The defense in this border drug case was that the defendant was a "blind mule" who did not know drugs were in the car. He had been charged with importation of cocaine and possession with intent to distribute, but not conspiracy. The government, however, brought in an expert in drug traffickers to explain the implausibility of the defense theory, especially since drug traffickers want to know where the drugs are and how to retrieve them, especially for the amount at issue here (valued over $150,000). The defense had filed an in limine motion to preclude the government's expert, which was denied. The 9th first found that the defense had preserved the issue through the in limine motion. Turning to the merits, the 9th rejected defense arguments that U.S. vs. Vallejo had set a per se rule that expert testimony was precluded absent a conspiracy charge. 237 F.3d 1008 (9th Cir. 2001), amended by 246 F.3d 1150 (9th Cir. 2001). The 9th stated that this was an overbroad reading. Vallejo, explains the panel, held that the district court abuses its discretion if the evidence has no relevance. In Vallejo, the testimony by a trafficking expert had no relevance to the importation of the 40 kgs of marijuana hidden in a car. There is no per se rule about admissibility. In fact, the evidence is admissible where relevant, probative of defendant's knowledge, and not unfairly prejudicial. The court did not abuse its discretion in admitting it here, given the defense, and the issue of knowledge.

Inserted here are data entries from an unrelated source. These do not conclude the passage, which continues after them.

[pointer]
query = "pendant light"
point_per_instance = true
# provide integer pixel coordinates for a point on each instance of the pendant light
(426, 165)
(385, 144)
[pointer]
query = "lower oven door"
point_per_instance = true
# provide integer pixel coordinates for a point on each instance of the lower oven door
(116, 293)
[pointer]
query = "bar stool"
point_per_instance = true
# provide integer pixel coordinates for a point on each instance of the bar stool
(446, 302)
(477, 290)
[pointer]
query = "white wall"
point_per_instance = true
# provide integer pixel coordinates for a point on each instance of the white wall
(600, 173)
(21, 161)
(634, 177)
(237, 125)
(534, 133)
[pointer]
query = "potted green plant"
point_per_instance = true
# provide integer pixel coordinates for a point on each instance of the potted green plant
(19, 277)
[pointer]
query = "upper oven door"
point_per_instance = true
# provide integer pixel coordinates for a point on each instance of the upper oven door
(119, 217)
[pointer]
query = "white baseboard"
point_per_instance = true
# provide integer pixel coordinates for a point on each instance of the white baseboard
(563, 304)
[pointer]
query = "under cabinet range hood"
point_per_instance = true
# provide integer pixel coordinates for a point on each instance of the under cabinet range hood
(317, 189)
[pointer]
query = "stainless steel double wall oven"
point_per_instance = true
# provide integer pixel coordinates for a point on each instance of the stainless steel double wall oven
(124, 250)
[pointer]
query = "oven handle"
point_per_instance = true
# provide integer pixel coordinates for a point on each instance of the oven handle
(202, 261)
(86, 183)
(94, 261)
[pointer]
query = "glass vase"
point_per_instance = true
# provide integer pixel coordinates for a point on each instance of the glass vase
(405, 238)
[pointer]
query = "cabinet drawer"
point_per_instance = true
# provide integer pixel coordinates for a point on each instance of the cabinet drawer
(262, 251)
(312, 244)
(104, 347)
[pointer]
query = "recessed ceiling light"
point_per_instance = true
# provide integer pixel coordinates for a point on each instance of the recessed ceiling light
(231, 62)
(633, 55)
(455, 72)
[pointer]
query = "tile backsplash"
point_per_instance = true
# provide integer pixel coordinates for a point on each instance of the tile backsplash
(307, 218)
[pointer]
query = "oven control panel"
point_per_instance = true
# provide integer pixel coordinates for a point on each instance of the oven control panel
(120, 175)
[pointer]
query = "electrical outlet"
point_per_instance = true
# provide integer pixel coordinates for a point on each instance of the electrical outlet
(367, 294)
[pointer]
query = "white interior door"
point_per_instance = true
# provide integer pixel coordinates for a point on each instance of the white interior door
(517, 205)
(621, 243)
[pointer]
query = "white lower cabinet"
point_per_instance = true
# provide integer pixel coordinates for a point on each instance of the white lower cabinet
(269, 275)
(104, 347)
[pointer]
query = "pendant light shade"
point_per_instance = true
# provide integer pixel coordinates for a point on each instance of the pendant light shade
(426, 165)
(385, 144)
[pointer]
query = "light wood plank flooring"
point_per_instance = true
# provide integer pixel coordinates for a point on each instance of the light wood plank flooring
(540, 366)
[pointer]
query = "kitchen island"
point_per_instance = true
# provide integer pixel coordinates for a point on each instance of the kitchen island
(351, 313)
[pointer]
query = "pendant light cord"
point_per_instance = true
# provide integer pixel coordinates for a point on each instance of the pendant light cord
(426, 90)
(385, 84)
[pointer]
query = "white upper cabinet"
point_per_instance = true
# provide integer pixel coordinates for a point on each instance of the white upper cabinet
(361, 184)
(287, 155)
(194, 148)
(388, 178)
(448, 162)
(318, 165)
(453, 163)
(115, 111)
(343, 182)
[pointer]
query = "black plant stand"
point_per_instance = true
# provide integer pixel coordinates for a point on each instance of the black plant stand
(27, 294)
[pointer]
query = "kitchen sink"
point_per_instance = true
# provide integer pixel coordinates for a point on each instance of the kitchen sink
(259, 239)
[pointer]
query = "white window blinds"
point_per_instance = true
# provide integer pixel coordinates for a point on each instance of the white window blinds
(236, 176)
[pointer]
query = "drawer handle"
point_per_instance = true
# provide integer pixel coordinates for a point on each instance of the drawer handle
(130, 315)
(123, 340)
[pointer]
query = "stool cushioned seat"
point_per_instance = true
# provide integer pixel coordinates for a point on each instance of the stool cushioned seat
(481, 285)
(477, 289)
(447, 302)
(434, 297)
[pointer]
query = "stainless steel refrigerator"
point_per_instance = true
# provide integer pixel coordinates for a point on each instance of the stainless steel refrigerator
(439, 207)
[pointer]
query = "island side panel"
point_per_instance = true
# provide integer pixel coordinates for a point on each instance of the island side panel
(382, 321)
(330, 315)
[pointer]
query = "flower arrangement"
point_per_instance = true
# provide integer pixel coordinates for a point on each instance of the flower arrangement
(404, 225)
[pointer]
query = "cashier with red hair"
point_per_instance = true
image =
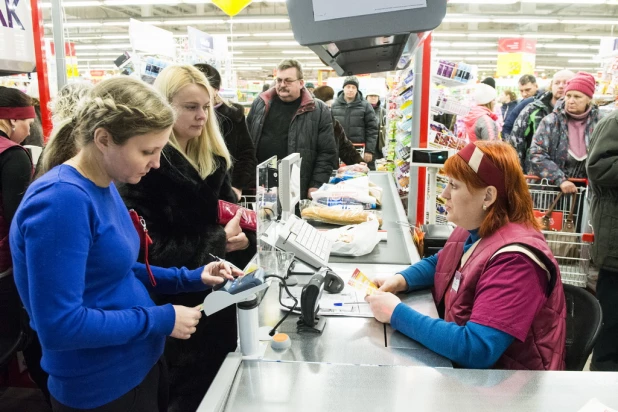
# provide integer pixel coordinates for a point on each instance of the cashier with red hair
(496, 284)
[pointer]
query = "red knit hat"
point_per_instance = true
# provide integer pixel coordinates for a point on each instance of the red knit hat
(582, 82)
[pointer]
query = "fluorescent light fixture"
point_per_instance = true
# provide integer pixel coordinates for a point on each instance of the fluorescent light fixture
(590, 22)
(275, 34)
(242, 20)
(297, 52)
(189, 22)
(80, 54)
(473, 44)
(123, 46)
(548, 36)
(70, 24)
(457, 52)
(466, 20)
(576, 55)
(479, 59)
(587, 61)
(283, 43)
(249, 43)
(443, 34)
(125, 23)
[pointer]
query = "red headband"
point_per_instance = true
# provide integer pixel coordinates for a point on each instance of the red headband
(483, 167)
(17, 113)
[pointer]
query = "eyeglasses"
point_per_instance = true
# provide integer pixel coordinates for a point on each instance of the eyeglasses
(285, 81)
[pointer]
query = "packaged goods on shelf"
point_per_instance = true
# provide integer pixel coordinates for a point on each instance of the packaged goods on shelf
(344, 215)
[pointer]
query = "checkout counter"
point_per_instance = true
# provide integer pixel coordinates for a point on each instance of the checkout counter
(359, 364)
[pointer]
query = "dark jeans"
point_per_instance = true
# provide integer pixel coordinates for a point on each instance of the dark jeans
(149, 396)
(605, 354)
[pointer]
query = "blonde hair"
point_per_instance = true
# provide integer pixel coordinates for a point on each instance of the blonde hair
(66, 102)
(123, 106)
(201, 151)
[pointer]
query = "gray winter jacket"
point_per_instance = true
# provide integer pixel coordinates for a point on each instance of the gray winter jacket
(311, 134)
(358, 120)
(602, 168)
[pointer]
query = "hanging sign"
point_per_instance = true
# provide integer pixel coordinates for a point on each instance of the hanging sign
(16, 37)
(516, 56)
(231, 7)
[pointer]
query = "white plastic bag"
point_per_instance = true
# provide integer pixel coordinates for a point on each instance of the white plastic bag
(354, 240)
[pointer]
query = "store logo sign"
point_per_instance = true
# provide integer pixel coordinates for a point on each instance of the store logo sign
(11, 12)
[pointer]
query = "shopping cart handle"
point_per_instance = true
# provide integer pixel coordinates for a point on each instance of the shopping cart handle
(584, 181)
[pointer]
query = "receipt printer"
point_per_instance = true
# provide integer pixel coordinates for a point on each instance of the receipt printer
(435, 238)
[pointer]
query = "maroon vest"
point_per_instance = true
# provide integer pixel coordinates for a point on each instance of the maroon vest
(5, 252)
(544, 347)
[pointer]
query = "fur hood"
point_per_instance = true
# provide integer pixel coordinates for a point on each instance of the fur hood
(180, 209)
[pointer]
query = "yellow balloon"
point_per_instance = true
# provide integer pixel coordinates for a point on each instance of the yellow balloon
(231, 7)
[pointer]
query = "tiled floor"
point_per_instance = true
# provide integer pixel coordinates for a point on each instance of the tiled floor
(22, 400)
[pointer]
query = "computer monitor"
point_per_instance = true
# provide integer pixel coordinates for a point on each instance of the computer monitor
(267, 182)
(289, 184)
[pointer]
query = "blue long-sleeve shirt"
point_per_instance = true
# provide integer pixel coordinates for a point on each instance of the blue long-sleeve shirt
(472, 345)
(75, 250)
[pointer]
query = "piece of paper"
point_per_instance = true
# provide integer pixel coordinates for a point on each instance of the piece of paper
(362, 283)
(594, 405)
(339, 9)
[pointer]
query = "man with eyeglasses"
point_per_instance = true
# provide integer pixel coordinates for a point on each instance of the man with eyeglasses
(287, 119)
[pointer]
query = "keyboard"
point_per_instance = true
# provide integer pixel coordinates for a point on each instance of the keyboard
(305, 241)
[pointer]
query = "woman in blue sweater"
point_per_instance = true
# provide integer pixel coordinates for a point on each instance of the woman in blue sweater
(75, 249)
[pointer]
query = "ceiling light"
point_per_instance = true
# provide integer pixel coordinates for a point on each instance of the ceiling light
(575, 55)
(98, 54)
(548, 36)
(297, 52)
(249, 43)
(257, 21)
(103, 46)
(465, 20)
(590, 22)
(276, 34)
(283, 43)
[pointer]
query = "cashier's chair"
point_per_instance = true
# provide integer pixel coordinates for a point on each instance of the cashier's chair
(583, 322)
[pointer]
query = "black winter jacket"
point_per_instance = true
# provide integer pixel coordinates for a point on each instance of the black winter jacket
(234, 130)
(181, 212)
(311, 134)
(602, 169)
(358, 120)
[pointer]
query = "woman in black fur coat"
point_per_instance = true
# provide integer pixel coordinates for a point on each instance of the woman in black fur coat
(231, 117)
(179, 204)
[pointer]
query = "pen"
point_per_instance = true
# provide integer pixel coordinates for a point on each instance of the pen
(218, 259)
(350, 303)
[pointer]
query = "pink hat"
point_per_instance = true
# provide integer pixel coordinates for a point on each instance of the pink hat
(483, 167)
(582, 82)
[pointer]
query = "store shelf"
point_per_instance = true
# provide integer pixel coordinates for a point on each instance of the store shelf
(447, 82)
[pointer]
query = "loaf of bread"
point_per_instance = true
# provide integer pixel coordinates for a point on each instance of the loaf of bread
(337, 216)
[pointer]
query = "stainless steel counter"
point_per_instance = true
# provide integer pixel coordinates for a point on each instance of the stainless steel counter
(279, 386)
(398, 248)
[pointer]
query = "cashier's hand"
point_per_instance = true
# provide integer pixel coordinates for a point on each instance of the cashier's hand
(382, 305)
(186, 321)
(393, 284)
(216, 273)
(232, 228)
(568, 187)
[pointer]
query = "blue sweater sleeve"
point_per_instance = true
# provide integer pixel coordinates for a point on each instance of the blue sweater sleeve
(421, 274)
(57, 243)
(172, 280)
(471, 346)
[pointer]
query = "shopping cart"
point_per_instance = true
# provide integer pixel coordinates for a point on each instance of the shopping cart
(571, 248)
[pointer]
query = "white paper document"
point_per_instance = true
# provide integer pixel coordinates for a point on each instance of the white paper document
(339, 9)
(347, 303)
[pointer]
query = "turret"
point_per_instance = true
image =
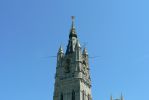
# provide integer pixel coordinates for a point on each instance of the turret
(85, 56)
(122, 98)
(111, 98)
(78, 53)
(72, 39)
(60, 55)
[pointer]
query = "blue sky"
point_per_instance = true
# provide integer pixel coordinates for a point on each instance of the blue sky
(115, 30)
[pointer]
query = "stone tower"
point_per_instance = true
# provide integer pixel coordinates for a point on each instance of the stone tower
(72, 78)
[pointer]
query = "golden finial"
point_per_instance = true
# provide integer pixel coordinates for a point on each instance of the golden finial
(72, 17)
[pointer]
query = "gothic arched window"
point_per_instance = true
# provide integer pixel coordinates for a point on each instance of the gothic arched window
(61, 98)
(73, 95)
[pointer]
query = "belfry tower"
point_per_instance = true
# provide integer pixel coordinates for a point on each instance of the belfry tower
(72, 78)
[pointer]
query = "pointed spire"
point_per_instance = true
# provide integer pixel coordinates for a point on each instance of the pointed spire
(111, 98)
(122, 98)
(72, 31)
(60, 50)
(85, 51)
(78, 44)
(73, 18)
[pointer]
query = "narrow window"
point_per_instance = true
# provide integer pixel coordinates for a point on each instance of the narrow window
(73, 95)
(61, 98)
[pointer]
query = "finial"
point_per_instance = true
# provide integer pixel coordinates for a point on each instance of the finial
(60, 49)
(73, 18)
(111, 98)
(122, 98)
(85, 51)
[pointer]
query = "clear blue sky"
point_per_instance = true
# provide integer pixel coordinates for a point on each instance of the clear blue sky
(115, 30)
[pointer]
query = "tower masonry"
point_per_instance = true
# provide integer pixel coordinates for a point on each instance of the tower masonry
(72, 77)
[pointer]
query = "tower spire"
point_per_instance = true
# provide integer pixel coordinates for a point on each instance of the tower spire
(73, 18)
(72, 30)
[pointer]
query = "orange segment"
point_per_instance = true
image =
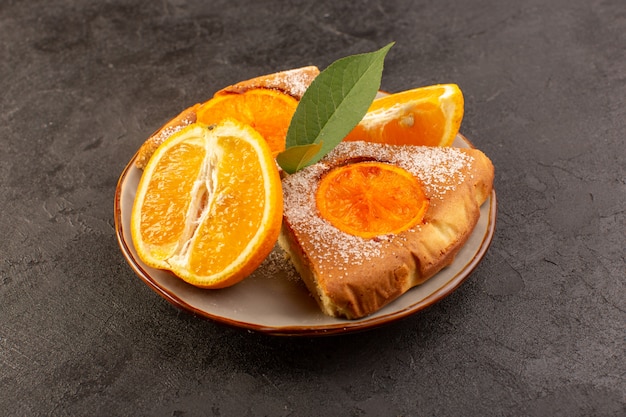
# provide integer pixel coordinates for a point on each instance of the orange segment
(429, 116)
(369, 199)
(268, 111)
(209, 205)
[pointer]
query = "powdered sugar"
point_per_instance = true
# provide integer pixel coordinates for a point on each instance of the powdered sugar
(438, 169)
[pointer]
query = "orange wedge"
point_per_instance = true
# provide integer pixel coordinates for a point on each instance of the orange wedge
(369, 199)
(429, 116)
(209, 204)
(266, 110)
(292, 83)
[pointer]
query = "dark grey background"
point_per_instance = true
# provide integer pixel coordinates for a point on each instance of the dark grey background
(537, 330)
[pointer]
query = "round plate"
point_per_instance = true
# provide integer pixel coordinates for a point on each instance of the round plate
(272, 301)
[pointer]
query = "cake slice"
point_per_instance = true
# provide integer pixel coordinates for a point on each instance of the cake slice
(352, 276)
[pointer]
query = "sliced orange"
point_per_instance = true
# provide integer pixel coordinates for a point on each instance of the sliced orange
(209, 204)
(369, 199)
(429, 116)
(266, 110)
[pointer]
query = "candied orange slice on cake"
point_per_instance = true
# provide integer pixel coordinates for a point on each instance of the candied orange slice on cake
(369, 199)
(429, 116)
(209, 204)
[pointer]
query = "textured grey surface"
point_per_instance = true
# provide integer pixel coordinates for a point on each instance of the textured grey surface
(538, 329)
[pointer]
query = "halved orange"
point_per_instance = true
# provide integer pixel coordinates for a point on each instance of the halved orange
(369, 199)
(266, 110)
(209, 204)
(429, 116)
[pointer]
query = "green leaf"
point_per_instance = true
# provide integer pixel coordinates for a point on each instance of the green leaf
(333, 105)
(297, 157)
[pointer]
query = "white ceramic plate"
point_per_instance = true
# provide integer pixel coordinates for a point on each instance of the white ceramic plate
(272, 301)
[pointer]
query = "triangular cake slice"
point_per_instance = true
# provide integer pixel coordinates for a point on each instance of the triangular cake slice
(352, 277)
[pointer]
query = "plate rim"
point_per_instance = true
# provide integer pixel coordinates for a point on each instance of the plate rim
(363, 324)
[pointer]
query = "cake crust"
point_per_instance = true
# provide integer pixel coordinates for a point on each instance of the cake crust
(353, 277)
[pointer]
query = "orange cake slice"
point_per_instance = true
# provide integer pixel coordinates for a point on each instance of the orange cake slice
(352, 272)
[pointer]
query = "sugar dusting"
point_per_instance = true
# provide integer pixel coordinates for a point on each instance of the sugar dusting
(296, 82)
(438, 169)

Reeb v. Thomas, No. 09-35815 (3-3-11) (Ezra, US D.J., D. Hi, with O'Scannlain and Tallman).
The 9th holds that a district court does not have jurisdiction to review BOP's residential drug abuse program for individual determinations. The district court, under the APA, can review agency's actions but withdraws jurisdiction where a statute precludes jurisdiction or the agency action is committed to agency discretion by law. Here, the APA does not apply to BOP's individual decisions. The court can review allegations that BOP action is contrary to federal law, violates the Constitution, or exceeds statutory authority; it cannot decide the individual decision by BOP to remove the petitioner from the program for being disruptive.